“A Thing Apart”: Sonnet Poetics and Radical Politics in Claude McKay’s Harlem Shadows

Abstract: In this paper, I read Claude McKay’s partaking in the English sonnet tradition in Harlem Shadows as being a fundamental part of—and not, as many commentators have suggested, counter to—the poet’s and book’s radical politics. Upon contextualizing my readings alongside critics including Houston A. Baker, Jr., Kamau Brathwaite, and Winston James, I perform close readings of McKay’s poems “Subway Wind” and “Outcast.” I specifically analyze how these poems imagine climatic ‘currents’ through images and metaphors of racially marked colonial spaces, which the poems, I suggest, also poetically perform through the actualization of the sonnet form as discursive currents redirected toward liberatory politics.

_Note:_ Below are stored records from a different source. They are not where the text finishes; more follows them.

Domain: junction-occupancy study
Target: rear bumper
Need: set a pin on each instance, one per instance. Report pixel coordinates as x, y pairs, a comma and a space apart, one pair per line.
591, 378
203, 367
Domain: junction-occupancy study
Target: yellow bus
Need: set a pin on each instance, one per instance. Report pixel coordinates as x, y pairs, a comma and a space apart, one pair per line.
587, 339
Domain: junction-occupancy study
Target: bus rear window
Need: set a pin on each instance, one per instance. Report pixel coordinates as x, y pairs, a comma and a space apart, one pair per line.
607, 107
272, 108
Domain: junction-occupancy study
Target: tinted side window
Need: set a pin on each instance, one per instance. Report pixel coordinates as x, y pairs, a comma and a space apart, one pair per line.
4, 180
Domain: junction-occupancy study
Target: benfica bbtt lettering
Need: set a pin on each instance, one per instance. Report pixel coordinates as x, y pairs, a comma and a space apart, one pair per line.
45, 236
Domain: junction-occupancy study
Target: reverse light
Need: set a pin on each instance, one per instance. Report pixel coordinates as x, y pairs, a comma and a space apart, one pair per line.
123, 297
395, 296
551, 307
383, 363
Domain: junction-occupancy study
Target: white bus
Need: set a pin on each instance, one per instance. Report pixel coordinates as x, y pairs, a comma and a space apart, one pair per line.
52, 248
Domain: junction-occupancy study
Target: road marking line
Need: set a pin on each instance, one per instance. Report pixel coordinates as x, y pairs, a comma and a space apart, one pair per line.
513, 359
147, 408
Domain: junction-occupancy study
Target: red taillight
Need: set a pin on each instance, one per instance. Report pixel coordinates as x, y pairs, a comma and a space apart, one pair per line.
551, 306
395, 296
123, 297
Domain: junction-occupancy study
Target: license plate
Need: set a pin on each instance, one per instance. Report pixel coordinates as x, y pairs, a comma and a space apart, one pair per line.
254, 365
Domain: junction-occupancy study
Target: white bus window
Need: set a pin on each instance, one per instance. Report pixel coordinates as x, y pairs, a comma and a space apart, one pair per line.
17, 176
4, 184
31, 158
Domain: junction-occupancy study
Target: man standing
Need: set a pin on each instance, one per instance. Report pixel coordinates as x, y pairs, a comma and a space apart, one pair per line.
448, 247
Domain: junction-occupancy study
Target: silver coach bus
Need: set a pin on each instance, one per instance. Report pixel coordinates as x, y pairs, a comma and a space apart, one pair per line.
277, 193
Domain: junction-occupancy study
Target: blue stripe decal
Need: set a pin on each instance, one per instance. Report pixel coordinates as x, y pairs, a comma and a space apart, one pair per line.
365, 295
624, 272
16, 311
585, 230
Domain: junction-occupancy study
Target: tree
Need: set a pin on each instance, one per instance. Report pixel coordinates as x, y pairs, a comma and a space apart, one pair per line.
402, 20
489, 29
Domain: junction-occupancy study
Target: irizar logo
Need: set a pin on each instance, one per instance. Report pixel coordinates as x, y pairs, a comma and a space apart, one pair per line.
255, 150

In the chapter “The Poetry: Form versus Content” of his book Claude McKay, James R. Giles reproduces a common line of argument among critics: that Claude McKay’s poetry is limited by a battle between traditional English poetic form on the one hand, and radical politics on the other. He suggests the author never could properly negotiate between the two, leading to a supposed tendency of weak verse. “Unquestionably,” writes Giles, “the main artistic failing of this verse is its frequent triteness of form and language.” Giles suggests that a formal English education led McKay to “imitate sometimes the worst of the British poetic tradition” rather than having “attempted some of the innovations in black form and language that dominate [Langston] Hughes’ poetry” (54).